Je suis installé tranquillement dans la voiture 4 du train 6707 à destination de Mulhouse ville, je bouquine, j’écris, je dors, la routine quoi!

Un grand type sentant la vanille, en survêtement vert, les bras chargés de livres truffés d’annotations et de post-it fait les cent pas, l’air préoccupé, entre la voiture 5 et le bar de la voiture 4 qui est quasiment vide à l’exception de deux habitués. Il y a de la place partout…
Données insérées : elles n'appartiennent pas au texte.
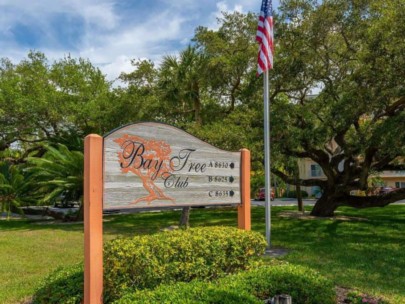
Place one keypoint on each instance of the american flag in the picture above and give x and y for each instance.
(264, 36)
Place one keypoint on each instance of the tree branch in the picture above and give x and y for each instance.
(292, 180)
(375, 200)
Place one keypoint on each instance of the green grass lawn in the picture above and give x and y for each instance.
(368, 255)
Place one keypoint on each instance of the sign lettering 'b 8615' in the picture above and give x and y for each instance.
(152, 164)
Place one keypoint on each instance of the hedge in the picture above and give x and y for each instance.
(305, 286)
(147, 261)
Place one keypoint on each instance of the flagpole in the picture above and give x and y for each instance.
(267, 157)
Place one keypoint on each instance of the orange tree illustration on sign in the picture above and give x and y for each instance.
(148, 159)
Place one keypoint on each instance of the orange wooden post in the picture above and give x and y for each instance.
(93, 219)
(244, 207)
Pourtant sans prévenir, le monsieur se glisse lourdement en face de moi, sans  un regard. Il se met à lire un roman de Laurent Gounelle, « Le philosophe qui n’était pas sage ». Un écrivain spécialiste de la philosophie, de la psychologie et du développement personnel….  à propos duquel un journaliste de Libération a dit qu’il avait « l’itinéraire » professionnel « d’un poulet décapité… »

Je poursuis ma lecture que j’interromps  pour regarder l’heure sur mon portable. J’ai à peine sorti l’outil de ma poche que l’homme m’annonce sans lever les yeux que »  je perd mon temps  car il n’y a pas de réseau. Je le sais, poursuit-il aussitôt,  je suis hypersensible aux ondes, dès qu’il y en a, j’ai des problèmes de mémoire, les oreilles qui sifflent, le nez qui coule, les yeux qui pleurent… »

Il m’annonce qu’il a changé de voiture car il ne supportait plus tous ces gens qui téléphonent ou surfent avec leurs tablettes numériques.  Ne souhaitant pas être tenu pour responsable du déclenchement des effets secondaires mentionnées plus tôt, je range mon téléphone.

Il me parle des contrôleurs dont cette hypersensibilité est en passe de devenir une maladie professionnelle reconnue…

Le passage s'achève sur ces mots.